The air source heat pump unit further comprises a throttle valve 404, the throttle valve 404 is located between the hot water heat exchanger 402 and the air heat exchanger 403, and the transmission medium flowing out of the hot water heat exchanger 402 is depressurized through the throttle valve 404, so that the transmission medium flowing into the air heat exchanger 403 through the throttle valve 404 can exchange heat with the air flowing into the air heat exchanger 403. In addition, the hot water heat exchanger 402 is connected with a domestic water end, return water on the recovery side of the domestic water end flows into the hot water heat exchanger 402, and flows into the water outlet side of a domestic user end after being heated by the hot water heat exchanger 402; the return water exchanges heat with the transmission medium flowing into the hot water heat exchanger 402 through the hot water heat exchanger 402, absorbs heat in the transmission medium to raise the temperature, and the raised temperature flows into the water outlet side of the domestic user side to provide domestic hot water for the domestic water end.
In a specific implementation manner, a low-temperature low-pressure transmission medium flows into the compressor 401, the compressor 401 compresses the low-temperature low-pressure transmission medium to a high-temperature high-pressure transmission medium, and transmits the high-temperature high-pressure transmission medium to the hot water heat exchanger 402, and the high-temperature high-pressure transmission medium exchanges heat with return water flowing into the hot water heat exchanger 402 in the hot water heat exchanger 402, so that the temperature of the return water is raised to 30-40 ℃ to provide domestic hot water for a domestic water end; the high temperature and high pressure transmission medium is converted to a low temperature and high pressure transmission medium by the hot water heat exchanger 402; the low-temperature high-pressure transmission medium is converted into a low-temperature low-pressure transmission medium through a throttle valve 404; the low-temperature and low-pressure transmission medium exchanges heat with air flowing into the air heat exchanger 403 in the air heat exchanger 403, absorbs heat in the air, and then transmits the heat to the compressor 401.

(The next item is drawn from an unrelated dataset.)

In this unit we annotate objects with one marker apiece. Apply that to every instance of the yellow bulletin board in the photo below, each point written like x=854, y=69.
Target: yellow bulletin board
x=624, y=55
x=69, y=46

In an implementation manner of this embodiment, a first branch and a second branch are disposed between the internal combustion engine 100 and the waste heat recovery device 200, high-temperature flue gas formed by the internal combustion engine 100 flows into the waste heat recovery device 200 through the first branch, cylinder liner water of the internal combustion engine 100 circulates between the internal combustion engine 100 and the waste heat recovery device 200 through the second branch, the second branch is a circulation branch, a cylinder liner water circulation branch is formed between the internal combustion engine 100 and the waste heat recovery device 200, high-temperature cylinder liner water formed by burning of the internal combustion engine 100 flows into the waste heat recovery device 200 through the second branch, exchanges heat with an aqueous medium flowing into the waste heat recovery device 200 to reduce temperature, and the cylinder liner water with reduced temperature flows back to the internal combustion engine 100 through the second branch to cool the internal combustion. The internal combustion engine 100 forms high-temperature flue gas in the process of burning hot gas, the high-temperature flue gas flows into the waste heat recoverer 200 through the first branch, and exchanges heat with the aqueous medium flowing into the waste heat recoverer 200 to reduce the temperature, and the flue gas with the reduced temperature is discharged through the waste heat recoverer 200. Therefore, the heat in the high-temperature flue gas and the high-temperature cylinder sleeve water can be synchronously recovered through the waste heat recoverer 200, and the energy utilization rate is improved.
In a specific implementation mode, the power generation efficiency of the internal combustion engine 100 is more than 30%, the temperature of generated high-temperature flue gas is between 400 and 550 ℃, and the temperature of generated high-temperature cylinder liner water is between 70 and 85 ℃; the water medium flowing into the waste heat recoverer 200 exchanges heat with high-temperature cylinder liner water generated by the internal combustion engine 100, the high-temperature cylinder liner water is reduced by about 15 ℃, and the reduced cylinder liner water can be sent back to the internal combustion engine 100 group again to be used for cooling the unit; the heated water medium can further exchange heat with high-temperature flue gas generated by the internal combustion engine 100 to generate industrial high-temperature steam.
Based on this, in one implementation manner of this embodiment, the waste heat recoverer 200 may include a first heat exchanger and a second heat exchanger, the first heat exchanger is connected to the second heat exchanger, the first heat exchanger and the jacket cylinder of the internal combustion engine 100 form a heat exchange loop, the first heat exchanger is connected to the flue gas outlet of the internal combustion engine 100, the aqueous medium flowing into the first heat exchanger flows into the second heat exchanger after passing through the first heat exchanger, and the high-temperature water vapor flows out of the second heat exchanger. It can be understood that the aqueous medium exchanges heat with the high-temperature cylinder jacket water flowing into the first heat exchanger to raise the temperature, and the aqueous medium after the temperature rise flows into the second heat exchanger and exchanges heat with the high-temperature flue gas flowing into the second heat exchanger to be converted into high-temperature water vapor.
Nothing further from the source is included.